We do crossfit. An evolved version. A better crossfit. Meaning we do exercise that uses our bodies instead of machines. We do those exercises at high intensity, as hard as possible, and it changes daily to keep your body growing.
Simple, hard, and effective are the three principles that guide the decisions made. Variety for the sake of variety is not. And the program is modified to each and every individual, individually.
We use crossfit to better the lives of the people of Elk Grove. To make better humans, better parents, and stronger community And much less worried about being good at the sport of CrossFit.

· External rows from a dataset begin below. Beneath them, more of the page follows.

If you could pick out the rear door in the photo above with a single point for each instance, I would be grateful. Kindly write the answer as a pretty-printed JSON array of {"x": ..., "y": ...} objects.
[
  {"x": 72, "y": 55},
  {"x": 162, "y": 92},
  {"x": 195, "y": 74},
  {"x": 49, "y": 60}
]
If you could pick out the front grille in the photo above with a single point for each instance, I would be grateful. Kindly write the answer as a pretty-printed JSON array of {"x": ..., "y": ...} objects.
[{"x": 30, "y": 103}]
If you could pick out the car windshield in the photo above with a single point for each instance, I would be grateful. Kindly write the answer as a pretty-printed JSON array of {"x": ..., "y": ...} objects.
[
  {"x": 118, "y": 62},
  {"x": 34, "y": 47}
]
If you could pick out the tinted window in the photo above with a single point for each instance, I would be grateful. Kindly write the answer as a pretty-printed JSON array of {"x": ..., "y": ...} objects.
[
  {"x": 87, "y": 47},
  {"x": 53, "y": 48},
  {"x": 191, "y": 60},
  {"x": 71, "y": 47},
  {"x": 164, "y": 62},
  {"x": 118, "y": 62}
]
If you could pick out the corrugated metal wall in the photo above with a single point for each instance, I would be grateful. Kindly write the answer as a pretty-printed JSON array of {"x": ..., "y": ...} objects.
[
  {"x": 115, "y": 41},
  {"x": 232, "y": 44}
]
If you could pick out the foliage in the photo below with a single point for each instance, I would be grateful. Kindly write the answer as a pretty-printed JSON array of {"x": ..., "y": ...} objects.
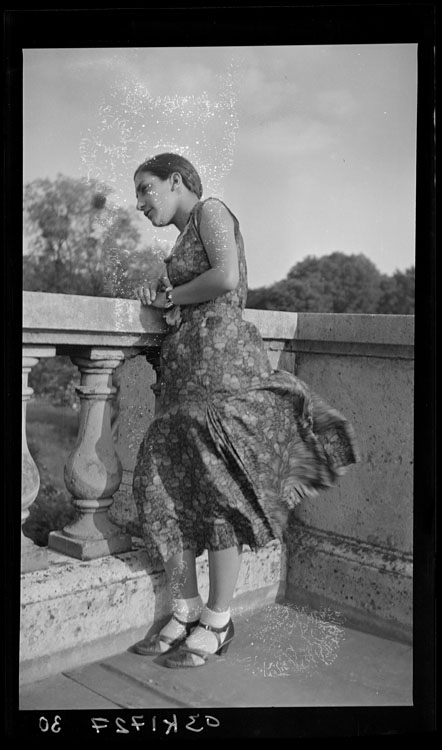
[
  {"x": 338, "y": 283},
  {"x": 78, "y": 243},
  {"x": 51, "y": 511},
  {"x": 54, "y": 380},
  {"x": 397, "y": 293}
]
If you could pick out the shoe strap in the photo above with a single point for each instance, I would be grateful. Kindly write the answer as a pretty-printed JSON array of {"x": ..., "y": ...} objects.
[
  {"x": 182, "y": 622},
  {"x": 212, "y": 628}
]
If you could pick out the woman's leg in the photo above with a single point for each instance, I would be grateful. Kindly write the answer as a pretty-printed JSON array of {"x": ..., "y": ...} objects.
[
  {"x": 186, "y": 604},
  {"x": 181, "y": 575},
  {"x": 224, "y": 568}
]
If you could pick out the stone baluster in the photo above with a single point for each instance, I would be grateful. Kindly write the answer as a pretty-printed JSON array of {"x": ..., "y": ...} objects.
[
  {"x": 93, "y": 471},
  {"x": 33, "y": 557}
]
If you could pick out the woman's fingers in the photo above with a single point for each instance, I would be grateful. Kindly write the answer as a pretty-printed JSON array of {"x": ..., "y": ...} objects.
[{"x": 147, "y": 293}]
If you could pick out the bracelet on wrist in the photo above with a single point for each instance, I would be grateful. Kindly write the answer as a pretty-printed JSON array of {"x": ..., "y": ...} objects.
[{"x": 169, "y": 301}]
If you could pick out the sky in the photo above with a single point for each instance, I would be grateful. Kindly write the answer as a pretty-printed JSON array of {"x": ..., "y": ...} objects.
[{"x": 313, "y": 148}]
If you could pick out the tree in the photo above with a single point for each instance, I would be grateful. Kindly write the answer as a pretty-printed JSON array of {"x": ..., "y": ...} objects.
[
  {"x": 79, "y": 243},
  {"x": 332, "y": 283},
  {"x": 397, "y": 293}
]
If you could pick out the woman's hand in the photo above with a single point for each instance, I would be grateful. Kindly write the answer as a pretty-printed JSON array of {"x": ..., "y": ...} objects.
[{"x": 150, "y": 293}]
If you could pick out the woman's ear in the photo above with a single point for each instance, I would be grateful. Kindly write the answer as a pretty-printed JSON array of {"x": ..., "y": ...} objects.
[{"x": 176, "y": 180}]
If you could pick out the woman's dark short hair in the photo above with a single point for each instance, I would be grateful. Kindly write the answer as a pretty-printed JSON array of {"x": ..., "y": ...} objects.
[{"x": 163, "y": 165}]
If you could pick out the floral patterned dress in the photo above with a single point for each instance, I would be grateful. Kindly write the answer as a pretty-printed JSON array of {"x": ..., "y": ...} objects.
[{"x": 235, "y": 445}]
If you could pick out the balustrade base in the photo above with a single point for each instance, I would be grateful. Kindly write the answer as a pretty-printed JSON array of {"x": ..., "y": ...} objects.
[
  {"x": 33, "y": 557},
  {"x": 89, "y": 549}
]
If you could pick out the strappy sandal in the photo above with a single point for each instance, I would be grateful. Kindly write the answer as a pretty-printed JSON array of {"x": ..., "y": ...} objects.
[
  {"x": 151, "y": 646},
  {"x": 182, "y": 657}
]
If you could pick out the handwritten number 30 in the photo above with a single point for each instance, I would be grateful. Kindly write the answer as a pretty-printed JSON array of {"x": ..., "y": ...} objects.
[{"x": 44, "y": 724}]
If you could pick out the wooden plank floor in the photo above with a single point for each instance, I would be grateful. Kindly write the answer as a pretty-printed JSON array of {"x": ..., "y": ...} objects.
[{"x": 281, "y": 656}]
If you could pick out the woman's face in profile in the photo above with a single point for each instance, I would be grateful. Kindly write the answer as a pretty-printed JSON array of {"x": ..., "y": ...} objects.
[{"x": 155, "y": 198}]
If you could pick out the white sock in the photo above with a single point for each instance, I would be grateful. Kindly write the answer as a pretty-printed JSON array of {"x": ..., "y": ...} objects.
[
  {"x": 204, "y": 640},
  {"x": 187, "y": 610}
]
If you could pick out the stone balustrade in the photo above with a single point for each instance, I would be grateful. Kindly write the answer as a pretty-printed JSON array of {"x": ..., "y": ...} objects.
[{"x": 351, "y": 547}]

Here is what is happening this week with options for in gym workouts and at home workouts.
MONDAY
inthegym
Bench Press
Set 1) 3 reps @70% of 1RM
Set 2) 3 Areps @80% of 1RM
Set 3) MAX reps @90% of 1RM
*Shooting for more than 3 reps on the last set
*Warm-up sets not included
*Rest 2-3min. Between Sets
Legs:
8-10 Deficit Landmine Lunge on each leg.
- Rest 90sec. After the 2nd leg.
- Repeat For 3 Total Sets.
https://www.youtube.com/watch?v=V1IByU884ts
Back:
8-10 Towel "T Bar" Rows.
Rest 2min. Repeat For 3 Total Sets.
https://www.youtube.com/watch?v=ERx1ROl72ZY
Shoulders/Rear Delts:
5min. of Max Banded FacePulls
*Rest as needed, but try and keep it short and get right back on it. You don't need much tension before it starts to get spicy. In the video I am using 2 bands, but 1 works fine as well.
Bicep/Tricep Superset:
8-10 Barbell Bicep Curls
Immediately into;
8-10 Regular Grip Barbell Skull Crushers (Incline)
Rest 2min. Repeat For 3 Total Sets
Calves:
Farmer Walks on your TipToes.
1.) Pick a pair of dumbbells and hold them at your sides. You may use straps so grip doesn't become a factor.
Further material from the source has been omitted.